Purpose
Checkpoints a single job step.
| Note: | Before you consider using the Checkpoint/Restart function refer to the LoadL.README file in /usr/lpp/LoadL/READMES for information on availability and support of this function. |
Syntax
llckpt { -? | -H | -v | [-k | -u] [-r] [-q] <jobstep>}
Flags
Description
The llckpt command should be used to save the state of the job in the event it does not complete. When a job is checkpointed it can later be restarted from the checkpoint file rather than the beginning of the job. To restart a job from a checkpoint file, the original job command file should be used with the value of the restart_from_ckpt keyword set to yes. The name and location of the checkpoint file should be specified by the ckpt_dir and ckpt_file keywords.
Examples
This example checkpoints the job step 1 that is part of job 12 which was scheduled by the machine named iron. Upon successful completion of checkpoint, the job step will return to the RUNNING state.
llckpt iron.12.1
This example checkpoints the job step 3 that is part of job 14 which was scheduled by the machine named bronze. Upon successful completion of checkpoint the job step will be put on user hold:
llckpt -u bronze.14.3
Results
When the -r option is not used, the llckpt command will wait for the checkpoint to complete. Immediately upon executing the command llckpt iron.12.1 the following message is displayed:
llckpt: The llckpt command will wait for the results of the checkpoint on job step iron.12.1 before returning
Once the checkpoint has successfully completed, the following message is displayed:
llckpt: Checkpoint of job step iron.12.1 completed successfully
If there was a problem taking the checkpoint, the second message would have this form:
llckpt: Checkpoint FAILED for job step iron.12.1 with the following error: primary error code = <numeric error number>, secondary error code = <secondary numeric error/extended numeric error>, error msg len = <length of message>, error msg = <text describing the error>
Where: primary error code is defined by /usr/include/sys/errno.h and secondary error code is defined by /usr/include/sys/chkerror.h.

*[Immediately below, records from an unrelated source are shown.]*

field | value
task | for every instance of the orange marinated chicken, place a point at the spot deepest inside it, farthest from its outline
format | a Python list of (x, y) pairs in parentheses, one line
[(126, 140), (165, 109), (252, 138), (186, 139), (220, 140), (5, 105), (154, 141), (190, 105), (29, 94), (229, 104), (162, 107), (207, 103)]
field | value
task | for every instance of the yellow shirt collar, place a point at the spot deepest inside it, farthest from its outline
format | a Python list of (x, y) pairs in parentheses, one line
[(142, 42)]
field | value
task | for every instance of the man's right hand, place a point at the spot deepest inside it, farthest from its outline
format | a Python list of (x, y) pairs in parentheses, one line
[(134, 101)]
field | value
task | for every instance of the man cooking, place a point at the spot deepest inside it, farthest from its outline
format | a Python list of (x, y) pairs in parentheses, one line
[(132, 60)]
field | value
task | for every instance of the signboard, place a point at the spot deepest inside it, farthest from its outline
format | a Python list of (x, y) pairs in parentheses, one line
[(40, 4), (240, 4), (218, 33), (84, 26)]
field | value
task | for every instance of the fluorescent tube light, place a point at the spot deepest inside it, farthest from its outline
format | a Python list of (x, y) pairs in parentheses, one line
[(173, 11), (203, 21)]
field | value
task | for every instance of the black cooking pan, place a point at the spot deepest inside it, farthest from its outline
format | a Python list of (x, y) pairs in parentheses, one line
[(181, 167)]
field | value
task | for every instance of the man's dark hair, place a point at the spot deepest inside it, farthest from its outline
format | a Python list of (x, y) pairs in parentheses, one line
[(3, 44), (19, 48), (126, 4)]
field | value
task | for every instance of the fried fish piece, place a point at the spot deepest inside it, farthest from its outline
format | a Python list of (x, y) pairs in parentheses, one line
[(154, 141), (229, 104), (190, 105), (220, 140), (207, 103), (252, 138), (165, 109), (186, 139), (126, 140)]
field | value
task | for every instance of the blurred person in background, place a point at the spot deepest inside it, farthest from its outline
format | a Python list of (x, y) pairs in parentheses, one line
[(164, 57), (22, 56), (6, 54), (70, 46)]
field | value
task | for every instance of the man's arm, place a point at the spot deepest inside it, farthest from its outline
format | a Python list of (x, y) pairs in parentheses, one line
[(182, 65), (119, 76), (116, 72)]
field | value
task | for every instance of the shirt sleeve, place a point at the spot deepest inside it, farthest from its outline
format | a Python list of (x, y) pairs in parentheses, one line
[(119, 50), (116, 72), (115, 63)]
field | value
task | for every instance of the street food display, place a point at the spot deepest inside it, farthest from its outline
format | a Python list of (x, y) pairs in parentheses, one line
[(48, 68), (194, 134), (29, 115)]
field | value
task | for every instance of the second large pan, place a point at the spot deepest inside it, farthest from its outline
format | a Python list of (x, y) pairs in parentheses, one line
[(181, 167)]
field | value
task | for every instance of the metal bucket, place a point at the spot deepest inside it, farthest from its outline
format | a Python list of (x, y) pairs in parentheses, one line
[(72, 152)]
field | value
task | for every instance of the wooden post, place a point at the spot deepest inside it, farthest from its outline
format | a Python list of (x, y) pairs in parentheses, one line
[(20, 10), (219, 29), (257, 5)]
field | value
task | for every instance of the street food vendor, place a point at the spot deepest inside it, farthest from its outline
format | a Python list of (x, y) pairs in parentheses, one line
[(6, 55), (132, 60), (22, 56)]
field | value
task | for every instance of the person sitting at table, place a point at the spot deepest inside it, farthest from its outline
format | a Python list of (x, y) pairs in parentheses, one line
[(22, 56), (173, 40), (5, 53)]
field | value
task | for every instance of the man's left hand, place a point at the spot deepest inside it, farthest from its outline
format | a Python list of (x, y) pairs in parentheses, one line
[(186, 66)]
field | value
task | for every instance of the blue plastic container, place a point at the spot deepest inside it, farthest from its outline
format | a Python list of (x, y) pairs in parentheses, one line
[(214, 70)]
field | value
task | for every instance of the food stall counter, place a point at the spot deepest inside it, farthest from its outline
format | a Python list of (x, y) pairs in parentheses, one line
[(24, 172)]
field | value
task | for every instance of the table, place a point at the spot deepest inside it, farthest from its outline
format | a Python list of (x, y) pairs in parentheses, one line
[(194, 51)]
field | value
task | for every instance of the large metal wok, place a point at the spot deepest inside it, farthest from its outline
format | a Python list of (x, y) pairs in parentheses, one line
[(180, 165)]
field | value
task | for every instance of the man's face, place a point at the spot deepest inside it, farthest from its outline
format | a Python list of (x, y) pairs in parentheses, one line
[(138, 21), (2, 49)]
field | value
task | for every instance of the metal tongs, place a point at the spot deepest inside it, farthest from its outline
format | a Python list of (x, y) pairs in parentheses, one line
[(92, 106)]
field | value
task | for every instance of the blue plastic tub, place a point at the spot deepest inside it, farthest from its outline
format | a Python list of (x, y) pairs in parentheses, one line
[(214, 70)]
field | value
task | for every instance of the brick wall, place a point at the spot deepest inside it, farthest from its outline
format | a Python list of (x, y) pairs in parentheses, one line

The -r option is used to return without waiting for the result of a checkpoint. The following output is displayed for the command llckpt -r bronze.14.3:
llckpt: The llckpt command will not wait for the checkpoint of job step bronze.14.3 to complete before returning.
Due to delays in communication between LoadLeveler daemons, status information may not be returned at the same time that checkpoint termination is received. This indicates that the checkpoint has completed but the success or failure status is not known. When this happens, the following message is displayed:
llckpt: Checkpoint of job step iron.12.1 completed. No status information is available.